Age 8: The Dolls' House

Rumer Godden was a gift given to me by my third grade teacher, Ms. Uyeda. At age eight, I read Godden’s book The Dolls' House obsessively. I loved to read about the painstaking restoration of the titular dollhouse—two little girls named Emily and Charlotte scraped a hundred years of “London grime” from tiny walls with a bristle-boar nailbrush; sewed real lace curtains for tiny windows; sanded tiny furniture; and embroidered tiny upholstery. And I loved its little doll family, who communicated with their human caretakers through silent wishes. Emily and Charlotte would look into their dolls’ faces and intuit all the feelings, wants, and needs that the dolls hadn’t the tools to express. Why couldn’t parents do this? Why couldn’t everyone?

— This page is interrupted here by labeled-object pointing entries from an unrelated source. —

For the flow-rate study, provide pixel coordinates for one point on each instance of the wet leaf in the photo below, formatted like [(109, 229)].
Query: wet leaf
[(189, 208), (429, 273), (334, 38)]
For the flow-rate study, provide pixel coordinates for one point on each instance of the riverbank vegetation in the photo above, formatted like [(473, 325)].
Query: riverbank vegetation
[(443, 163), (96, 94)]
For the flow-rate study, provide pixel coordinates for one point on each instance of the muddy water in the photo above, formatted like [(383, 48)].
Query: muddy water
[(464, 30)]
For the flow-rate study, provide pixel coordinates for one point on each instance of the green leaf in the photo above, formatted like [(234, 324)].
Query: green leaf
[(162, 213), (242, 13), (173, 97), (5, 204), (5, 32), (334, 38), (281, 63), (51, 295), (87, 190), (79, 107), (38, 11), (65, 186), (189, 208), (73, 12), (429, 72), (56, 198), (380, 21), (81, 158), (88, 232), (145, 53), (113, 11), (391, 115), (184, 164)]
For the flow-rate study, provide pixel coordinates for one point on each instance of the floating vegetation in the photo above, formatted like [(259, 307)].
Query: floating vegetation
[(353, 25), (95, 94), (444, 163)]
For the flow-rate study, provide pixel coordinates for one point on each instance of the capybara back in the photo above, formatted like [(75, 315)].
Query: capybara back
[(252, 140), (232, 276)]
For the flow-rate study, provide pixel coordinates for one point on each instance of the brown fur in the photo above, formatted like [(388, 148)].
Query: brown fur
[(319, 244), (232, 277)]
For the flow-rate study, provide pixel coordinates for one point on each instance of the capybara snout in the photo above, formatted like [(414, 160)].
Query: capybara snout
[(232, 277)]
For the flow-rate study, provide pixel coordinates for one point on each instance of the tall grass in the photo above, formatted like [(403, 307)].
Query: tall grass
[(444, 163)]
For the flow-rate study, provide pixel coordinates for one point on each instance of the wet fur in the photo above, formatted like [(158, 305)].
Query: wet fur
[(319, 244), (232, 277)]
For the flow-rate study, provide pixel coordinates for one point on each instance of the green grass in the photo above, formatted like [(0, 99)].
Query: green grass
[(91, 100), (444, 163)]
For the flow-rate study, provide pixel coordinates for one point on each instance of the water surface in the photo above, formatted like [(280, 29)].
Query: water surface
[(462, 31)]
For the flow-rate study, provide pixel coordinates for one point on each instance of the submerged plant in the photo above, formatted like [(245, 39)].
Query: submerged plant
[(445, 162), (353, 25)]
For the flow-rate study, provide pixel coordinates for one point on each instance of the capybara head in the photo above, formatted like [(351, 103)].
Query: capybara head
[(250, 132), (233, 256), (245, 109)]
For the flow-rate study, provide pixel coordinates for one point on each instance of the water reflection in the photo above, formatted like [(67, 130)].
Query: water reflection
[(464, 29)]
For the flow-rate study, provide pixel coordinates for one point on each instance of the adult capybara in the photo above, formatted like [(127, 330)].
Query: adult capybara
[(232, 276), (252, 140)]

My favorite character was Tottie, the resilient little farthing doll made of strong, “good wood.” I wished to be like her. But when I reread this book recently, I was drawn to the father doll, Mr. Plantaganet. He is so human and so heartbroken, and his description, when I reread it, was vividly familiar, like something I myself had once written. Previously owned by careless children, Mr. Plantaganet was abused and thrown in a cupboard before the story’s heroines rescued him and restored his dignity. “He did not seem to belong to anyone,” Godden writes. “His eyes were full of dust.” These may be the saddest lines in all of fiction.

More tragic still is the story’s climax: the self-immolation of the mother doll, Birdie, who throws herself on a candle flame and is instantly obliterated. This scene did not make me cry (I never cried from books), but it did fascinate me, and made me hum all over with a delicious kind of sorrow.